Applewood Closes After 12 Years In The Neighborhood, Champions Of Slow Food Movement

applewood closes
Photo via jasond97214

Owners Laura and David Shea of Applewood (501 11th Street) announced yesterday that their restaurant has closed after 12 years.

“The response has been overwhelming in the last 24 hours,” says co-owner Laura Shea. “You don’t realize how many people you’ve touched. Couples have gotten married at Applewood. This is all bittersweet, for sure.”

Laura assured us this wasn’t an issue involving the landlord of the building. “Dave and I moved to Chatham, New York about 3 1/2 years ago,” she says. “We’ve been managing the restaurant remotely with a weekly trip to the city.”

But the commute and the distance began to make the experience challenging.

“For the most part we had an excellent and dedicated group running the kitchen,” says Laura. “Applewood is at its best when Dave and I are on premises. When people who have invested in the business are present, things run a certain way. But it hasn’t been quite what we wanted it to be as of late. We’ve come to the end of our ability to manage it from afar.”

Applewood has been very much part of the Slow Food movement, which champions serving food from sustainable farms and only offering antibiotic- and hormonal-free meats. And while the term “sustainable” is de rigueur in this day and age — cue Season 1, Episode 1 of Portlandia — the Sheas preceded a lot of the hype.

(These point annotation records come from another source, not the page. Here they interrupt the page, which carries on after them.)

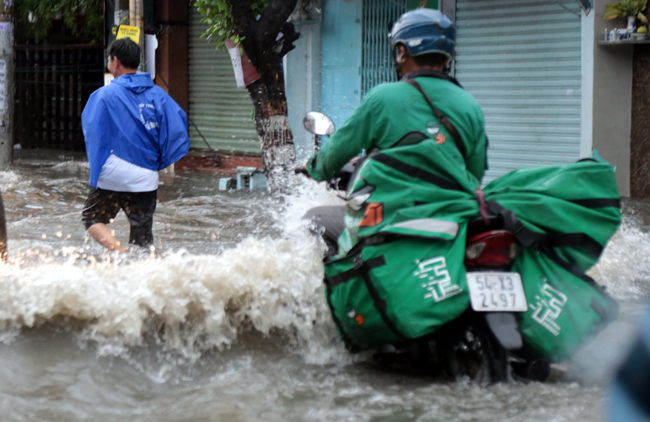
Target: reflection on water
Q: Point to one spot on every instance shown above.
(225, 319)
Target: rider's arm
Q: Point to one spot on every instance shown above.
(355, 134)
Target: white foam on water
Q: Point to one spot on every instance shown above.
(188, 303)
(624, 266)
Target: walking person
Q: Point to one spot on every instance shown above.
(132, 129)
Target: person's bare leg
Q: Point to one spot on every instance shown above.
(104, 237)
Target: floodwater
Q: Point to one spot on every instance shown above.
(225, 319)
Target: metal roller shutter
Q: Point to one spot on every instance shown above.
(377, 63)
(521, 59)
(220, 109)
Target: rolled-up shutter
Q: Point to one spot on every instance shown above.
(521, 59)
(222, 112)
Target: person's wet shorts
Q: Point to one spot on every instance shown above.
(103, 205)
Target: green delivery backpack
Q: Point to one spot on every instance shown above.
(399, 274)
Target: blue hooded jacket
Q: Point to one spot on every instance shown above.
(135, 120)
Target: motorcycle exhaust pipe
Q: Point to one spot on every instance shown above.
(534, 370)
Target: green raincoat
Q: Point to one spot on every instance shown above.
(400, 275)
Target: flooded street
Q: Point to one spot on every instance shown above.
(225, 318)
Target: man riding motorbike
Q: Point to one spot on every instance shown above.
(426, 100)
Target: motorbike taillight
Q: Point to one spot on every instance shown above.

Laura tells us that “we were considered the pioneers of that for the area. We had a lot of trouble sourcing some items at the beginning. No one was getting deliveries from the local guys. Farmers were not being represented — but that has definitely changed.”

At the outset, acquiring ingredients really kept the Sheas on their toes.

“When we first opened, we found a guy that would drive from farm to farm,” says Laura. “We’d piggyback our orders with a place called Pumpkins, which closed about a decade ago.”

Even though the restaurant was just off 7th Avenue, it still seemed hidden. The interior was known for its charm, and the fireplace and exposed brick were comfy.

And Applewood was no stranger to sponsoring benefits for food charities.

When asked if they have plans to open another restaurant near their home upstate, Laura tells us, “we are definitely thinking about it.”

Laura and some friends opened Bimi’s Cheese Shop in Chatham. “It’s what I do full-time,” she says. “And Dave is considering some other options.”

“Time and again Park Slope pulls off a kind of restaurant that never feels quite as right in Manhattan. It’s homey but not the least bit frumpy, easygoing without tipping into carelessness, urbanely rustic,” wrote Frank Bruni of the New York Times. “Exhibit A: Applewood, which even manages to evoke the country smack dab in the middle of the city.”

Laura says they will miss their time here. “Applewood has been great. We needed to close it while it’s still great.”